In [None]:
import pandas as pd
import re
from konlpy.tag import Komoran
from transformers import BertTokenizer, BertForSequenceClassification, Trainer, TrainingArguments
from sklearn.model_selection import train_test_split
from sklearn.metrics import accuracy_score, recall_score, precision_score, f1_score
import torch
from torch.utils.data import Dataset
from sklearn.metrics import precision_recall_fscore_support

df = pd.read_csv('news.csv')
senti_df = pd.read_csv('SentiWord_Dict.txt', sep='\t', header=None, names=['word', 'polarity'])

dict_data = pd.read_excel('dict.xlsx', sheet_name=None)
stopwords = dict_data['불용어']['stopwords'].tolist()
hanja_changes = dict_data['한자'].set_index('hanja')['change'].to_dict()

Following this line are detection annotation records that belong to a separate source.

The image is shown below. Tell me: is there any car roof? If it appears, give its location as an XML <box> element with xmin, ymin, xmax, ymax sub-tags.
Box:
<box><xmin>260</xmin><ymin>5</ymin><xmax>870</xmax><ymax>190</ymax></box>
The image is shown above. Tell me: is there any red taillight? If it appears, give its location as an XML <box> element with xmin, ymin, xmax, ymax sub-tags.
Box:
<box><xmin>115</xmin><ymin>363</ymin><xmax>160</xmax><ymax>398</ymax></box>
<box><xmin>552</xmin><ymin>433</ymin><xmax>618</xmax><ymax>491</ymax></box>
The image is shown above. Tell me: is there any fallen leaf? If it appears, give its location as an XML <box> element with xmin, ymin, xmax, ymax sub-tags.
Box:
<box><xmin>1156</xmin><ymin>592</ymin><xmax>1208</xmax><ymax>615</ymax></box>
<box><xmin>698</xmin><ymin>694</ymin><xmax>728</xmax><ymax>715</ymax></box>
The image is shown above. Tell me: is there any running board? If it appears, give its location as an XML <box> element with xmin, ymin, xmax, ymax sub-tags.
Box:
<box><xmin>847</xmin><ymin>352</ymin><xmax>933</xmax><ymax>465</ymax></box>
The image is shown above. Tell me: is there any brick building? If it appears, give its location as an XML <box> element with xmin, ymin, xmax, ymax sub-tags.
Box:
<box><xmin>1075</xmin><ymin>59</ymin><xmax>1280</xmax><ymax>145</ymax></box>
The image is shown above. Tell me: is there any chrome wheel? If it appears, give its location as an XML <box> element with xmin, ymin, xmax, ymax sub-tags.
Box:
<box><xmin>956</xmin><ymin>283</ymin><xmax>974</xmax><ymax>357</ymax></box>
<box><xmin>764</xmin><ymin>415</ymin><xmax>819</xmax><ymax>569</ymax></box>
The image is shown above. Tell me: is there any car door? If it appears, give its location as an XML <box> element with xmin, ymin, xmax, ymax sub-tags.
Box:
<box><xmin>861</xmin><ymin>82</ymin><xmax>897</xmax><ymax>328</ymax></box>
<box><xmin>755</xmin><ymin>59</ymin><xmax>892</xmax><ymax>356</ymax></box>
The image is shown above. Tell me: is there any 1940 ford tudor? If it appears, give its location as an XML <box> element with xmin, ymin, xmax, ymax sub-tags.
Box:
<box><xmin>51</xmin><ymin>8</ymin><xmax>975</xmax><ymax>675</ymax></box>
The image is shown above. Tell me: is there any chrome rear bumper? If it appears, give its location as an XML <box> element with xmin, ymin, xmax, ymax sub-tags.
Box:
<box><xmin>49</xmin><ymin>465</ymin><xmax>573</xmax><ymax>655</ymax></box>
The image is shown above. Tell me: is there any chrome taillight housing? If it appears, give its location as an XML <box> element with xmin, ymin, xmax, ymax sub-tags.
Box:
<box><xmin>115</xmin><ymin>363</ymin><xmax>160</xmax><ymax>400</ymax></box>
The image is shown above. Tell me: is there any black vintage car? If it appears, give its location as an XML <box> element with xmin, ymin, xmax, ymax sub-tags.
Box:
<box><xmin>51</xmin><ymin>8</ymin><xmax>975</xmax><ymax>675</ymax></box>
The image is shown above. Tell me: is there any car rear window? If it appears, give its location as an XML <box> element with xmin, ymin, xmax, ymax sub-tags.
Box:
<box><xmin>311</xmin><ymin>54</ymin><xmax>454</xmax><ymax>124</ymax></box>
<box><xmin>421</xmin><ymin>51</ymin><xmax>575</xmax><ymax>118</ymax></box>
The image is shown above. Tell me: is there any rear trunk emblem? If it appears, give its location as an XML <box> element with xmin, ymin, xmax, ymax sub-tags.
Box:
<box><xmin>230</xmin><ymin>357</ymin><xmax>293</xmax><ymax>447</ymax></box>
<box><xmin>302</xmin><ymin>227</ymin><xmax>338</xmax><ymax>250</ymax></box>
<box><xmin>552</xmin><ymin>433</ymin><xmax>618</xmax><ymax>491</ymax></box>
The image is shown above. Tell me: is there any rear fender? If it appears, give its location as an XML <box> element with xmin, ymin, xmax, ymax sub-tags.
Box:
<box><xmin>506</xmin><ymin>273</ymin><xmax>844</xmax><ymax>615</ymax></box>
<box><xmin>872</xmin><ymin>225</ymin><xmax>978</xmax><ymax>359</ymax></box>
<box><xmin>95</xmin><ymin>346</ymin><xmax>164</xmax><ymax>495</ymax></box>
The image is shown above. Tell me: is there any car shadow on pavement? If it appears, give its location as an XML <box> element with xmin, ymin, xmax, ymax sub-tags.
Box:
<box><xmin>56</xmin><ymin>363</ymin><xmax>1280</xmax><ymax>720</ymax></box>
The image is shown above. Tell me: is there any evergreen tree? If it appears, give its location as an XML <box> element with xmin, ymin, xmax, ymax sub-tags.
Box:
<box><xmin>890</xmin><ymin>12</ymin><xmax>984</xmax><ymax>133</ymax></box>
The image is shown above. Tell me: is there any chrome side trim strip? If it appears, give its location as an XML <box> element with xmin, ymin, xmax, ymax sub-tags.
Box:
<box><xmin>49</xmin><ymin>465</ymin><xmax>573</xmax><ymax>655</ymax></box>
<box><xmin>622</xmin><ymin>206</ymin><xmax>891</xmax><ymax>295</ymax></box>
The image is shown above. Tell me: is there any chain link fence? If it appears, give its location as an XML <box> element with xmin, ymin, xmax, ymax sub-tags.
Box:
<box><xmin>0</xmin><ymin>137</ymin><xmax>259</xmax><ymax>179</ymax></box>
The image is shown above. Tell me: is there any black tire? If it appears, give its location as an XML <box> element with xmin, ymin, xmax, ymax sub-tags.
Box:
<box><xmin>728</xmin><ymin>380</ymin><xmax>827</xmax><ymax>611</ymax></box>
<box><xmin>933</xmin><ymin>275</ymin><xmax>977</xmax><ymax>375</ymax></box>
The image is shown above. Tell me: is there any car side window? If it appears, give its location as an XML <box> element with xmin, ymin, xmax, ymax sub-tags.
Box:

def preprocess_text(text):
    for hanja, change in hanja_changes.items():
        text = text.replace(hanja, change)
    text = re.sub(r'[\u4e00-\u9fff]+', '', text)
    text = re.sub(r'[^\w\s]', ' ', text)
    text = re.sub(r'[a-z0-9]', ' ', text)
    text = re.sub(r'\s+', ' ', text).strip()
    text = ' '.join(word for word in text.split() if word not in stopwords)
    return text

df['processed_content'] = df['content'].apply(preprocess_text)

senti_df = dict(zip(senti_df['word'], senti_df['polarity']))

komoran = Komoran()

def analyze_sentiment(text):
    tokens = komoran.morphs(text)
    sentiment_score = 0
    
    for token in tokens:
        if token in senti_df:
            sentiment_score += senti_df[token]
    if sentiment_score > 0:
        return 'Positive'
    elif sentiment_score < 0:
        return 'Negative'
    else:
        return 'Neutral'

df['sentiment'] = df['content'].apply(analyze_sentiment)

In [None]:
sentiment_mapping = {'Negative': 0, 'Neutral': 1, 'Positive': 2}
df['sentiment_label'] = df['sentiment'].map(sentiment_mapping)

train_df, test_df = train_test_split(df, test_size=0.1, random_state=42)

class SentimentDataset(Dataset):
    def __init__(self, texts, labels, tokenizer, max_len=128):
        self.texts = texts
        self.labels = labels
        self.tokenizer = tokenizer
        self.max_len = max_len
    
    def __len__(self):
        return len(self.texts)
    
    def __getitem__(self, idx):
        text = self.texts[idx]
        inputs = self.tokenizer.encode_plus(
            text,
            None,
            add_special_tokens=True,
            max_length=self.max_len,
            padding='max_length',
            truncation=True,
            return_token_type_ids=False
        )
        return {
            'input_ids': torch.tensor(inputs['input_ids'], dtype=torch.long),
            'attention_mask': torch.tensor(inputs['attention_mask'], dtype=torch.long),
            'labels': torch.tensor(self.labels[idx], dtype=torch.long)
        }

tokenizer = BertTokenizer.from_pretrained('bert-base-multilingual-cased')
model = BertForSequenceClassification.from_pretrained('bert-base-multilingual-cased', num_labels=3)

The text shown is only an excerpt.